Pinot Noir changes quite easily and is genetically unstable. It buds and matures early which results in it often being well ripened. Climate is important for this type of grape. It likes best in cool climates - in warm climates the wines can be relaxed and slightly pickled.
In cooler climates, the wine can get a hint of cabbage and wet leaves, while in slightly warmer regions we often find notes of red berries (cherries, strawberries, raspberries, currants), roses and slightly green notes when the wine is young. With age, more complex aromas of forest floor, fungi and meat emerge.

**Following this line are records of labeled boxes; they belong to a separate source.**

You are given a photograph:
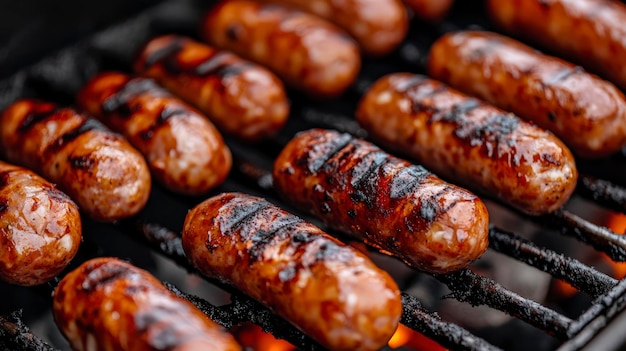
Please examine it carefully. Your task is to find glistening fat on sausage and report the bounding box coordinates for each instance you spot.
[201,0,361,98]
[78,72,232,195]
[183,193,402,351]
[273,129,489,273]
[134,35,289,141]
[52,257,241,351]
[0,161,82,286]
[356,73,578,215]
[251,0,408,56]
[428,31,626,158]
[487,0,626,89]
[0,99,151,221]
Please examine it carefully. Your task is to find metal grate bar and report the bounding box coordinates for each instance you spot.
[489,228,617,297]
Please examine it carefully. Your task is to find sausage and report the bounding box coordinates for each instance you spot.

In Germany, Switzerland, Austria and Hungary, it often produces light wines with less character. However, it has produced very good results in California, Oregon and New Zealand.

With its soft tannins and delicate aroma, it is excellent for white fish, chicken and light meat. For the stored wines you can serve small game. Classic duck breast is a matter of course, a Boeuf Burgundy and Pinot Noir are pure happiness.

Pinot Noir loses quality by over-harvesting.
Pinot Noir is prone to diseases, especially rot and mildew. Viruses cause major problems especially in Burgundy.
Pinot Noir are large round grapes with thin skins. Relatively high in alcohol content. Medium rich tannins and good with acid.
As a young person, Pinot Noir has a distinctly fruity character such as raspberries, cherries and strawberries.
A mature Pinot Noir, the taste is different. Cherry goes into plum and prune flavors. It smells of rotten leaves, coffee, moist forest floor and animal wine. This must be experienced.
In warm climates you find boiled plum, some rustic, little acid.
If the grapes are over-grown, the wine will be thin, with little color and flavor.

Australia

Wine Australia (Australian Wine and Brandy Corporation) | Australian Wines (Wikipedia)

Victoria

Wines of Victoria (Victorian Wine Industry Association)

Yarra Valley

Wine Yarra Valley (Yarra Valley Wine Growers Association)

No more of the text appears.